A big win for Stamfordham over Prudhoe puts them back in with a chance of beating the drop, the basement side victors by 35 runs.

The struggling hosts put their recent woes behind them with a solid batting display, openers Ian Donkin and Tim Anderson putting on 100 for the first wicket.

They started slowly due to some sensible batting and they were only on 17 after nine overs, before taking it up a notch to 86 at the halfway stage.

The introduction of Stokoe into Prudhoe’s bowling line-up saw a change in fortunes as things slowed significantly and wickets began to tumble.

In reply, Prudhoe started like a house on fire as Jak Alnwick and Zak Walker hit 40 off the opening three overs.

But while Alnwick was more sensible with his shot selection, Walker continued on the offensive and was caught by Anderson off Donkin.

It was a theme which ran throughout the order as the tactic of all-out attack saw wickets fall, Stamfordham putting the pressure on with some good bowling from Donkin, Graham Anderson and Richard Gardener as they were removed for 169.

Although Eddie Scott worked wonders to get the pitch at Matfen Hall in good order, but guests Allendale benefited by winning the toss and electing to bowl first on a drying pitch.

One of Matfen's challenges has been losing early wickets, and within the first 11 overs, they found themselves at 32-4, with both Amit Sunda and Kendall Nolan bowling well.
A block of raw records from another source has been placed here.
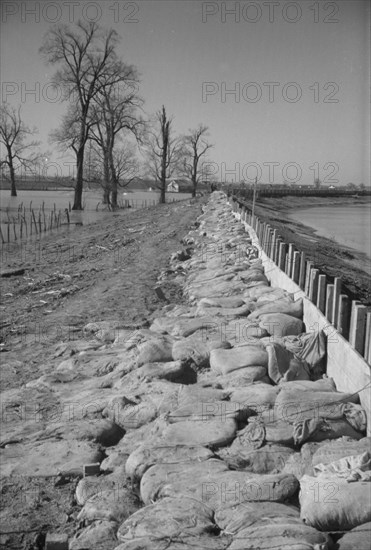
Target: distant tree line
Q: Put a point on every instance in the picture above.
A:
(104, 125)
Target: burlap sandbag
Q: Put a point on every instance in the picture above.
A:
(332, 504)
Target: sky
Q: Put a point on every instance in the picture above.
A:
(283, 86)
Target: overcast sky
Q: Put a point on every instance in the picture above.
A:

Returning skipper Pilkington, fresh from two weeks off, joined Charlie Robson at the crease and a sensible rebuilding process began, mixing watchfulness with assertive batting when presented with bad balls.

A 58 run partnership was ended in the 24th over when Pilkington was brilliantly caught by Geoff Sparke at long on.

Robson continued his fine work, though, and guided the tail to a total of 136 all out, scoring an impressive 72 individually.

Matfen would have been fairly confident as they started their bowling, and an early wicket to Robson, who bowled eight maidens in his nine overs, suggested this would be the case.

But his reward brought together the two South Africans, Nolan and Hugo Bothma, and they built an impressive partnership, and despatched any loose bowling.

After a tight opening spell, the bowlers did not find their lengths and conceded too many boundary balls as they guided Allendale to a comfortable eight wicket win.